The Case Against Cornyn
GOP strategist Caroline Wren crystallized the frustration in comments to Breitbart News, saying she opposes Cornyn's bid for a fifth term:
John Cornyn, to me, represents I think everything is wrong with the US Senate.
Wren went further, arguing that Trump's backing shouldn't be handed out like a participation trophy:
Donald Trump's endorsement is the most powerful endorsement in the country, and it is something that should be earned.
She added that she does "not think John Cornyn has earned that endorsement."
That sentiment tracks with the broader frustration among Republican voters who watched Cornyn operate for years as a creature of the Senate establishment, the kind of Republican who talks right during campaign season and governs like a man terrified of what the Washington Post editorial board might say about him.
Paxton Draws the Line
Ken Paxton isn't waiting for the establishment to define the terms of the race. He slammed Cornyn in an ad on Friday and issued a blistering statement that left no room for ambiguity:
John Cornyn has spent years trying to destroy President Trump and undermine the America First movement. Time after time, when President Trump was under attack, John Cornyn joined in with the Swamp to try and tear him down.
Paxton also drew a direct contrast on loyalty, the currency that matters most in a Republican primary right now:
From his support for the lawfare against the President to his relentless attempts to stop both his 2016 and 2024 presidential campaigns, Cornyn has worked tirelessly to hurt Donald Trump. While he has been engaged in his anti-Trump witch hunts, I have always stood by the President — fighting the stolen 2020 election, standing up to corrupt lawfare against President Trump, and supporting his 2024 campaign on Day 1.
That's a comprehensive indictment. Whether voters agree on every count, the underlying argument is clear: Cornyn was not in the foxhole when it counted.
Endorsements and the SAVE Act
Rep. Eli Crane of Arizona has already planted his flag, endorsing Paxton publicly:
I'm proud to endorse @KenPaxtonTX. If we're ever going to change the way Congress works, we need to elect stronger leaders. The status quo has FAILED.
As for Trump himself, he recently made it clear to Senate Majority Leader John Thune and Cornyn that he wants the SAVE America Act, which would require proof of citizenship to vote, on his desk before making any endorsement in the race. That's a shrewd move. It ties the endorsement question to a concrete legislative deliverable that the base cares deeply about, turning a political favor into a policy test.

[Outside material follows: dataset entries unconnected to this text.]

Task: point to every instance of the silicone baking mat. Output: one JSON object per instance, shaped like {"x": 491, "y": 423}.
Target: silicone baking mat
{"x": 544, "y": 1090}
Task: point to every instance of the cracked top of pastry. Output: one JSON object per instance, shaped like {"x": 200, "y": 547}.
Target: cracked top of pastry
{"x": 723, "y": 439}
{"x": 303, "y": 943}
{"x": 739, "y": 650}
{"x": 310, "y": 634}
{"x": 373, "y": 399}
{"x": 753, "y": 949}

If Cornyn wants Trump's backing, he'll have to produce results on election integrity first. That's not a bad standard for any senator seeking the president's imprimatur.
The Electability Mirage
Cornyn's backers have deployed the familiar playbook against Paxton. According to Axios, those backing the senator have argued that Paxton, who was impeached by the Texas Legislature on corruption charges and has faced allegations of infidelity, would be a disastrous general election candidate who could lose and hand the seat to a Democrat, putting the GOP's Senate majority in jeopardy.
The specific fear: state Rep. James Talarico, a Democrat whom Sen. Adam Schiff has described as "deeply progressive." Republican leaders reportedly worry Paxton could lose to him in November.

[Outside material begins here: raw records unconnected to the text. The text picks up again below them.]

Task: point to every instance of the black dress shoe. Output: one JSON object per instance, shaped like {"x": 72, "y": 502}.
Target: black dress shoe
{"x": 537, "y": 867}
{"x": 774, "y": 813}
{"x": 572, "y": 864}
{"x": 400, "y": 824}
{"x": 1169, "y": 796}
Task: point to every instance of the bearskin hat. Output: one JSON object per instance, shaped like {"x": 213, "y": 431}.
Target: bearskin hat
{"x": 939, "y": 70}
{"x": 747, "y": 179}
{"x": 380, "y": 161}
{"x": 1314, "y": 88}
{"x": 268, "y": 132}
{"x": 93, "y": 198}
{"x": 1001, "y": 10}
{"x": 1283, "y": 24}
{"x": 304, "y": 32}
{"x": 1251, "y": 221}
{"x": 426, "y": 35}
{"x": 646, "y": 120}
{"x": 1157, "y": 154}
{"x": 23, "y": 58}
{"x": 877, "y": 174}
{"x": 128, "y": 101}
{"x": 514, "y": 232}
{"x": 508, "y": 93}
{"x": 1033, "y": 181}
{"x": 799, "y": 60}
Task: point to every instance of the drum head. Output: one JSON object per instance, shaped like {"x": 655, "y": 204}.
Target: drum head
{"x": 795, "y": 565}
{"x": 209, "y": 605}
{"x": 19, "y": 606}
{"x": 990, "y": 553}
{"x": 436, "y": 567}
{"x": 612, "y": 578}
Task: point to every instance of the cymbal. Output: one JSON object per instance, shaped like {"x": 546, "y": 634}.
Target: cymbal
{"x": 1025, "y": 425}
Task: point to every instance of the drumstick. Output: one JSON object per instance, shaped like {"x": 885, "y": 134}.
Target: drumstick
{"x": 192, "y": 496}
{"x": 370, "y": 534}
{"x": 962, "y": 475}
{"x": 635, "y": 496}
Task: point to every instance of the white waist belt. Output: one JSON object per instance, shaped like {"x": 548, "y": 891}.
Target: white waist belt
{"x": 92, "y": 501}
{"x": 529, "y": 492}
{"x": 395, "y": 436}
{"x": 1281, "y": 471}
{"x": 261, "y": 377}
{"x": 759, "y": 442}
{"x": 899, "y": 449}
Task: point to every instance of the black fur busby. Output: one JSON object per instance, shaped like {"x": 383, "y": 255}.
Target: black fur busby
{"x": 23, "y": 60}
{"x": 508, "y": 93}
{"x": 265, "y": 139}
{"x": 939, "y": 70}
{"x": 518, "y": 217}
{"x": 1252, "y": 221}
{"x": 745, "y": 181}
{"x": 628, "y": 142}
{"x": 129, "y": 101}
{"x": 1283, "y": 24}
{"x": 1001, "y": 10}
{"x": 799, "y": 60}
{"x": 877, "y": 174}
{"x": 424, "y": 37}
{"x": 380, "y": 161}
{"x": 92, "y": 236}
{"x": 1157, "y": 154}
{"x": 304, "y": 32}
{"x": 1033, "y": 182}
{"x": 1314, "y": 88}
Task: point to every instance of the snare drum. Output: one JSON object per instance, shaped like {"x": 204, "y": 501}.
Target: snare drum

This is the argument the establishment always makes. The electable moderate. The safe choice. The candidate who won't scare anyone. It's the same logic that produced decades of Republican senators who won their races and then spent six years doing nothing that their voters actually wanted. Electability arguments are strongest when they're backed by evidence, not when they're deployed as a reflex against any candidate who makes Washington uncomfortable.
And there's a certain irony in warning that Paxton might lose a general election while simultaneously arguing that Cornyn, the man a significant chunk of the Republican base actively wants to be rid of, is the safe bet. A candidate who can't inspire his own party's voters isn't a lock for anything.
What This Race Is Really About
Texas is not a swing state in danger of electing a progressive to the U.S. Senate because Republicans nominated someone too conservative. The real question in this race is whether the Republican Party's Senate delegation will continue to be populated by members who treat the America First agenda as an inconvenience to be managed rather than a mandate to be executed.
Cornyn has served four terms. In that time, the party's base has transformed completely. Voters are not asking whether their senators can navigate a bipartisan appropriations deal. They're asking whether their senators will fight. That's the lens through which this runoff will be decided.
Trump's supporters understand that. The pressure they're applying isn't irrational or impulsive. It's strategic. They know what a fifth Cornyn term looks like, and they've seen enough.